La romance maudite est un rayon de lumière que l’opacité du brouillard ambiant laisse à peine filtrer
Assisté d’Eugen Schüfftan , son directeur de la photographie, Marcel Carné se mue en « paysagiste des consciences » à l’instar du peintre suicidaire Charles Crausse (Robert Le Vigan). Le peintre déboussolé comme échoué dans ce tripot du port avoue être incapable d’ exprimer la beauté du monde et affirme cyniquement introspecter ce qui se cache derrière un arbre à travers ses toiles et peindre un noyé quand il voit un nageur.
Carné dépeint un microcosme anesthésié, tétanisé où les protagonistes sont des marionnettes à remontoirs. Cynisme, violence, jalousie, malveillance et intention criminelle jalonnent le film où l’idéalisme de l’amour et de l’art n’ont pas leur place. La romance naissante entre Gabin et Morgan sert de contre-poids dramatique. Les menaces du parrain de Nelly et de Lucien (Pierre Brasseur), gouape et truand de petite envergure, que Jean humilie en le giflant à tour de bras, renvoient à une période trouble où les plus bas instincts remontent à la surface. La romance est un rayon de lumière que l’opacité du brouillard laisse à peine filtrer.

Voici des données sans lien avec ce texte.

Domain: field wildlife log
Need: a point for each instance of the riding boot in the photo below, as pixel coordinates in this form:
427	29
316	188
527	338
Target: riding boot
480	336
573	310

Au « Quai des brumes » en particulier et plus généralement au réalisme poétique d’avant-guerre qu’il attribue à Marcel Carné comme chef de file et précurseur mais aussi à Julien Duvivier et Jean Renoir, le critique, historien, théoricien du cinéma et co-scénariste notamment de Chasse tragique réalisé par Giuseppe De Santis en 1946, Umberto Barbaro, confèrera l’appellation « néo-réaliste », on pourrait dire « avant la lettre ». Ces films étaient charnières et avant-coureurs d’un climat anxiogène de guerre larvée au même titre que le film néo-réaliste italien de l’ immédiat après-guerre exposera les affres de la reconstruction.
L’alchimie antinomique du duo Carné/Prévert opère à plein et dément l’opinion gratuitement dépréciative en vogue selon laquelle : les films de Carné ne valent que ce que valent les dialogues de Prévert. » Au puritanisme de l’homosexuel tourmenté qu’est le premier correspond la verve libertaire et anarchiste de l’hétérosexuel qu’est le second. Qui mieux que ce dernier peut alors exprimer l’air du temps, l’inconscient collectif dans un imaginaire baroque et une petite « musique de comptoir » débridée.
Quai des brumes est visible en salles dans une splendide nouvelle restauration que l’on doit à Studiocanal et Chanel distribué par Carlotta.
- NDLR: cet article a été dûment élaboré, documenté et rédigé par un chroniqueur sans l’assistance de l’IA ni d’un quelconque algorithme.